Canvas Similarity and Clustering Panel

In this panel, you can generate Canvas fingerprints for the selected entries in the Project Table, calculate similarities based on these fingerprints, and cluster the entries using the similarity metric.

To open this panel, do one of the following:

  • Click the Tasks button and browse to Ligand-Based Virtual Screening → Fingerprint Similarity
  • Click the Tasks button and browse to Discovery Informatics and QSAR → Fingerprint Similarity

Canvas Similarity and Clustering Panel Features

Fingerprints tab

In this tab, you set up the fingerprint calculation.

Precision options

Choose the fingerprint precision. A higher number of bits reduces the chance of collisions; with 64-bit fingerprints, collisions should be extremely rare. A higher number of bits also means that the calculation takes longer to run.

Fingerprint type option menu

Choose the type of fingerprint to calculate. Radial, dendritic, or MolPrint2D often give the best results.

Atom typing scheme list

Choose an atom typing scheme for the fingerprint calculation. If you choose a more specific atom typing scheme, the fingerprints for each molecule will be more distinct, and the similarities between molecules will be smaller.

Similarity tab

In this tab you can calculate the similarity of one or more ligands to a set of ligands. The ligands that you want to use as references must be included in the Workspace, and the ligands for which you want to calculate similarities must be selected in the Project Table. You must generate fingerprints for all of these ligands before you calculate similarities: any ligands that don't have fingerprints are silently ignored.

Similarity metric option menu

Choose the metric that is used for calculating similarities. See canvasFPMatrix for a list of metrics and their definitions.

Tversky alpha and Tversky beta text boxes

Specify the alpha and beta parameters if the Tversky metric is chosen from the Similarity metric option menu.

Calculate Similarity button

Calculate the similarities. The similarities are reported as properties in the Project Table for the selected entries. If only one entry is included in the Workspace, the property name is Canvas metric Similarity. If more than one entry is included in the Workspace, five properties are added:

  • Canvas Mean metric Similarity—Average of similarities to all included entries
  • Canvas Max metric Similarity—Similarity of the most similar included entry
  • Canvas Min metric Similarity—Similarity of the least similar included entry
  • Canvas Max metric Similarity ID—the entry ID of the most similar included entry
  • Canvas Min metric Similarity ID—the entry ID of the least similar included entry
Sort selected entries by similarity option

Sort the selected entries in the Project Table by the similarity values, from highest to lowest.

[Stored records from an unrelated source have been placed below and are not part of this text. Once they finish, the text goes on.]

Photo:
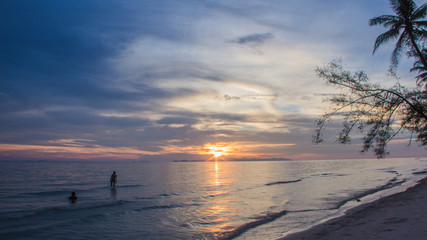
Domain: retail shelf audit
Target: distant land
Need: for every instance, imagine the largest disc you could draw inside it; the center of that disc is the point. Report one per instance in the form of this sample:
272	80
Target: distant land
239	160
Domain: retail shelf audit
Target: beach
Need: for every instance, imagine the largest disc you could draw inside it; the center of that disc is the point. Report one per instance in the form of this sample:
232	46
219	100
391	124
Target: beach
398	216
207	200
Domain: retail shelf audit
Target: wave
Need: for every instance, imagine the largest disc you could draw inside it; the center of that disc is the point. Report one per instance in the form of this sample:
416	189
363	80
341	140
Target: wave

If you have more than one ligand in the Workspace, the maximum similarity is used for sorting.

Cluster tab

In this tab, you can cluster the selected entries by their similarity values, using the fingerprints and the settings in the Similarity tab. Hierarchical agglomerative clustering is used. Once clustering is done, you can examine the clustering statistics, a dendrogram of the clustering, and the distance matrix, and you can apply the clustering to the selected entries, to create groups or create index and size properties.

Linkage method option menu

Specify the linkage method. These are the methods used by Canvas for hierarchical clustering.

Calculate Clustering button

Perform the hierarchical clustering calculation.

Clustering Results section

This section gives access to the results of the clustering. The cluster strain and the best number of clusters are reported. Detailed results can be viewed by clicking the buttons, described below.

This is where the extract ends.